Saturday, August 26, 2006

Clicker training

Bright puppy Cassandra has figured out that many of the best things in life are immediately preceded by the click-click-click of the car's turn signal. Now that sound is associated in her furry head with arrival at a place to run or swim, even return home. She now loudly signals her approval with "uunh...uunh...UUNH...woowoo."

We have been enjoying outdoor Vermont this summer with walks and swims and road trips to new places to walk and swim. It's fun to watch Cassie learn. She prefers wide, deep brooks to rocky spills with deep pools. She likes to watch canoes and kayaks come off the lake. Task-driven, she likes to go after sticks, although retrieval is not her strong suit.

Toby meanwhile finds rocks and moves them. Sometimes he makes pyramids, sometimes he takes a rock across the brook and buries it in a new place. I think back to college geology class lectures about all the ways that rocks and soil get transferred from place to place and I wonder if they thought about Toby.

Wednesday, August 23, 2006

Vacances de blog

It has been a summer not for blogging. Too much to see and do, too many new places to swim, too much to paint. We are still in this vacation mode, still feeling as if the summer will last forever.

But the trees have begun to turn. And the first frost warnings have sounded for the coldest hollows. Time to get the wood in.

The painting continues, although all other house and garden work has been put on hold. I don’t care if I ever cut the grass again—well, maybe once before frost—but I am determined to finish my painting project.

It’s gratifying to hear comments from friends and neighbors.

From the wife of a fellow Rotarian: “I am following your progress with interest. It looks like it is going well.” -- “Oh, please keep sending those positive thoughts every time you drive by.” –“Should I honk?” –“Yes! No, wait, perhaps not while I am on that tall ladder.”

From the guy in the hardware store who lives up the road in an impossibly well kept house: “I like the color. It will really ground that house. Good choice!”

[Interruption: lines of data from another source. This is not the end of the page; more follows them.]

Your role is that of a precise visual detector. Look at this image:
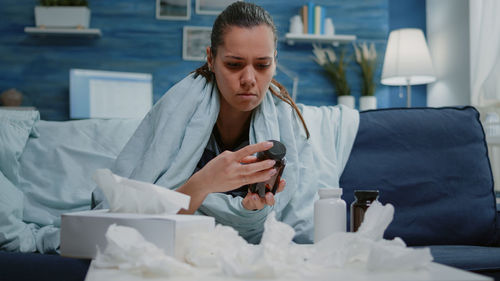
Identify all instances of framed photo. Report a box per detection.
[156,0,191,20]
[196,0,238,15]
[182,26,212,61]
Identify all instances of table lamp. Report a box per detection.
[381,28,436,107]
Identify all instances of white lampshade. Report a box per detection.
[381,28,436,86]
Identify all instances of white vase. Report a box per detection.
[35,6,90,28]
[337,96,354,108]
[359,96,377,111]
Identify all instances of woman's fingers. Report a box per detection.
[262,192,274,206]
[241,159,276,175]
[240,164,277,185]
[241,188,276,210]
[234,141,273,160]
[276,179,286,193]
[240,155,257,164]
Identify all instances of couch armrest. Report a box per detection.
[494,203,500,246]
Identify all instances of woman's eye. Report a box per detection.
[226,62,241,68]
[257,63,271,69]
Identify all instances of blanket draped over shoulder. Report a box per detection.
[105,74,359,243]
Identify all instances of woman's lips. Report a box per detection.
[237,93,257,100]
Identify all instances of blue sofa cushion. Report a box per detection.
[0,251,90,281]
[429,245,500,271]
[340,107,496,245]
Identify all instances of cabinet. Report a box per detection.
[285,33,356,46]
[24,27,101,38]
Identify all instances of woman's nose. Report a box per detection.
[240,66,255,87]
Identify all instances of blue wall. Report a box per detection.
[0,0,425,120]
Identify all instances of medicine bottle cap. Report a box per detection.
[318,187,342,198]
[354,190,378,201]
[259,140,286,160]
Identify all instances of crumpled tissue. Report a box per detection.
[310,201,433,271]
[96,202,432,280]
[92,169,191,214]
[94,224,195,276]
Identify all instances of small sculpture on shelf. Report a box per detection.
[353,42,377,110]
[313,44,354,108]
[0,88,23,106]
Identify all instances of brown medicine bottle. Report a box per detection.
[250,140,286,197]
[351,190,378,232]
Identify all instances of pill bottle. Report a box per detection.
[351,190,378,232]
[250,140,286,198]
[314,188,347,243]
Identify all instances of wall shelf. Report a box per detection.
[24,27,101,37]
[285,33,356,46]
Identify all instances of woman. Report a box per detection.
[94,1,358,243]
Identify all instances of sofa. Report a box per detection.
[0,106,500,280]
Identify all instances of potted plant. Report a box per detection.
[35,0,90,28]
[353,42,377,110]
[313,44,354,108]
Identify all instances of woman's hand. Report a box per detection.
[241,179,286,210]
[193,141,276,193]
[177,141,285,214]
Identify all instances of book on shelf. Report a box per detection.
[299,2,326,35]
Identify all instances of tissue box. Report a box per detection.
[60,210,215,259]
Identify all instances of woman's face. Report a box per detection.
[207,24,276,112]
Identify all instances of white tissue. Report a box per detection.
[93,169,191,214]
[311,201,433,271]
[96,203,432,280]
[94,224,195,276]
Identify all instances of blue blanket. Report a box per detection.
[102,75,359,243]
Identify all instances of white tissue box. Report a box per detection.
[60,210,215,259]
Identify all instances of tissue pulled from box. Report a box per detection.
[96,202,432,279]
[93,169,191,214]
[94,224,194,276]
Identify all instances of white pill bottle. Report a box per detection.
[314,188,347,243]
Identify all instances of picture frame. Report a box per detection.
[156,0,191,20]
[182,25,212,61]
[195,0,240,15]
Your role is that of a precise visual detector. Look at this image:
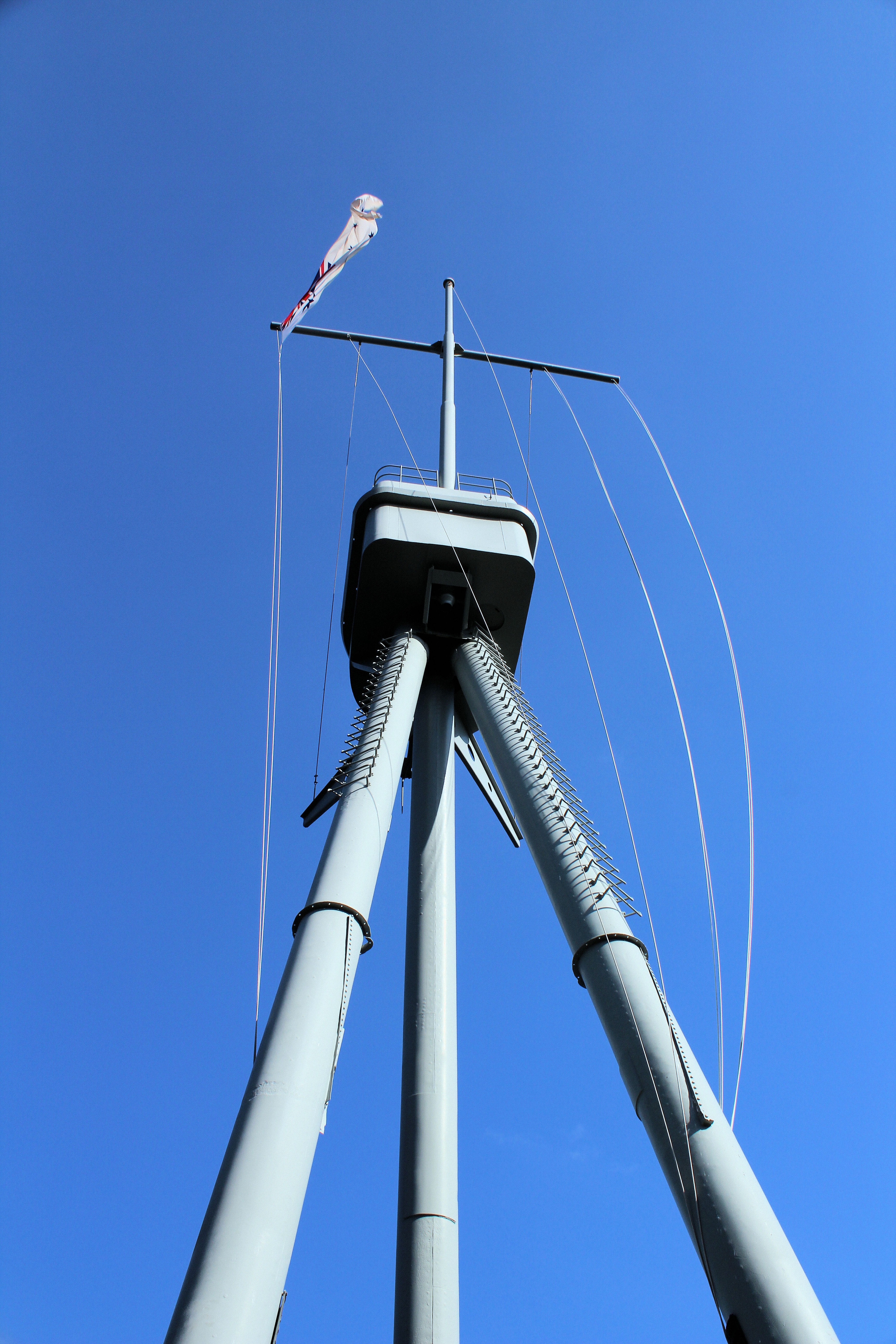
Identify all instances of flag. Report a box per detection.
[281,195,383,340]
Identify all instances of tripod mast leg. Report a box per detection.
[395,676,459,1344]
[454,637,837,1344]
[165,633,429,1344]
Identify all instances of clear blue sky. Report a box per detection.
[0,0,896,1344]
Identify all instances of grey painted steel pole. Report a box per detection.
[395,676,459,1344]
[165,633,429,1344]
[439,279,457,491]
[454,638,837,1344]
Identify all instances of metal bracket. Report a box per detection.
[454,716,523,849]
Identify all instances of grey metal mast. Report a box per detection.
[166,279,837,1344]
[165,630,429,1344]
[395,279,461,1344]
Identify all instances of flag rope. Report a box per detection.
[313,345,361,798]
[253,341,283,1063]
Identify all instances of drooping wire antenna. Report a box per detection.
[253,341,283,1063]
[527,368,535,508]
[547,374,725,1110]
[619,387,755,1129]
[313,345,361,798]
[519,374,533,685]
[451,288,724,1327]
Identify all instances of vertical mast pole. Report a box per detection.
[439,279,457,491]
[395,672,459,1344]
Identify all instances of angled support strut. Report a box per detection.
[165,632,429,1344]
[454,636,837,1344]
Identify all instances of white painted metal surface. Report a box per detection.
[395,676,459,1344]
[166,633,429,1344]
[454,640,836,1344]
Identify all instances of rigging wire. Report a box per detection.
[451,297,724,1329]
[313,345,361,798]
[545,370,725,1110]
[253,332,283,1063]
[519,374,532,685]
[618,384,755,1129]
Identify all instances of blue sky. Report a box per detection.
[0,0,896,1344]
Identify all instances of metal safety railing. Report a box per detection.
[373,464,513,500]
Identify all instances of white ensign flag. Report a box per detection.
[281,196,383,340]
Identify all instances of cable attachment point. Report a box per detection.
[572,933,650,989]
[293,900,373,957]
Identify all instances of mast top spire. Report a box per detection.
[439,277,457,491]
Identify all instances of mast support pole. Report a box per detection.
[453,636,837,1344]
[395,672,459,1344]
[165,630,429,1344]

From a colleague who lives even further up the road: “Did you fall off the ladder?”—“No, I am moving to the next section of wall, and it is hard for me to move that big plank, so I left it tilting from one ladder while I move the other around to the far side.”—“Oh, good, I was worried.”--"Thanks for watching and worrying."

And from everyone who sees hands or hair or even dogs, “What are you painting? Are the dogs helping?”

Why yes, they are. Toby sports a racing stripe from a porch windowsill, Cassie has frosted the tips of her ears.

Saturday, August 05, 2006

Beaver beaver

Beaver beaver
Build your dam
We’re the best team in the land
Beaver beaver
Bite and chew
We expect a lot of you!

(Old MIT fight song)

Our relaxation regimen these days consists of two dog swims a day, morning and evening. Yesterday we did a road trip to some swimming holes further away; today it was nearby Green River Reservoir. We drove all the way to the end of the road, then hiked for awhile, passing beaver ponds and following moose tracks.

A beaver pond is a remarkable achievement. It is a little spooky to be walking on a trail with a pond to your left two feet higher than the trail. You can see why the MIT boys at the turn of the century referred to the beaver as “nature’s engineer.”

One of my Vermont books says that seeing a beaver is unlikely, although you might see a nose in the center of a v-shaped ripple. And you very well might hear the sharp slap of broad tail as a warning. We heard two loud splashes today at the beaver pond, and Cassie made a swim for the source, but turned back. Whether it was my command or her native caution, I don’t know.

We love Vermont, but would happily forego close, personal encounters with beavers or with moose. We would just as happily avoid any repeat of Toby’s attempt to capture a woodchuck. This evening we found big goofy dogs at the Reservoir—that’s more our speed.